Let me explain what I am trying to do, I am building a command line tool with PHP that uses these programs to optimize images for the web…
imagemagick to determine file type and convert non-animated gif’s to png
gifsicle to optimize Animated Gif images
jpegtran to optimize jpg images
pngcrush to optimize png image
pngquant to optimize png images to png8 format
pngout to optimize png images to png8 format
This is a pretty heavy process to be running, luckily it is done very infrequently but I would still like to optimize as much as I can.
Right now to process around 12 images takes roughly 76 seconds. So you can see it is a slow process, imagine 100 images.
I would really like to somehow, mark an image as optimized somehow, so when I am loading a batch of images, the first thing it does is run through ImageMagick to get the exact file type, would be nice if I could somehow embed a message that says this image is already optimized as much as it can be, and then when I am reading images in, if it detects a message it will know to not waste valuable time running that particular image through all the other programs, if this is possible, it could greatly increase speed.

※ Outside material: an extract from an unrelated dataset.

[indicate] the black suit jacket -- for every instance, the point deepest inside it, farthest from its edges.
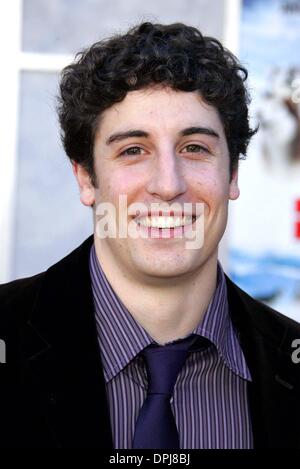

Please help me, I am not used to working with images like this, is this possible even, if it is what is it called and how could I achieve it?
Thanks for any help
If you were to include a flag in the image itself then that would be served to the clients. It would add to the filesize of your images thus negating some of your optimisation.
Suggestions
Keep a reference of the status
Keep a catalog in a file in the same directory – much like the Windows
Thumbs.dbfile.Another option would be to keep the record in a database or datastore such as Redis or Memcached.
Move after processing
You could move the files to a different directory once they are processed (as @Jordan mentions).
Change the filename to indicate it is processed
Another option would be to append an extra “extension” onto the file name for example:
Embedding data in images
Steganography
Usually this is used for attempting to hide covert data in an image and it is called Steganography. It is not really suited to this use case however.
EXIF data
You could write it into the EXIF data of an image, but this would be JPEG and TIFF only as far as I am aware. There is a PHP library available called PEL for writing and reading EXIF data.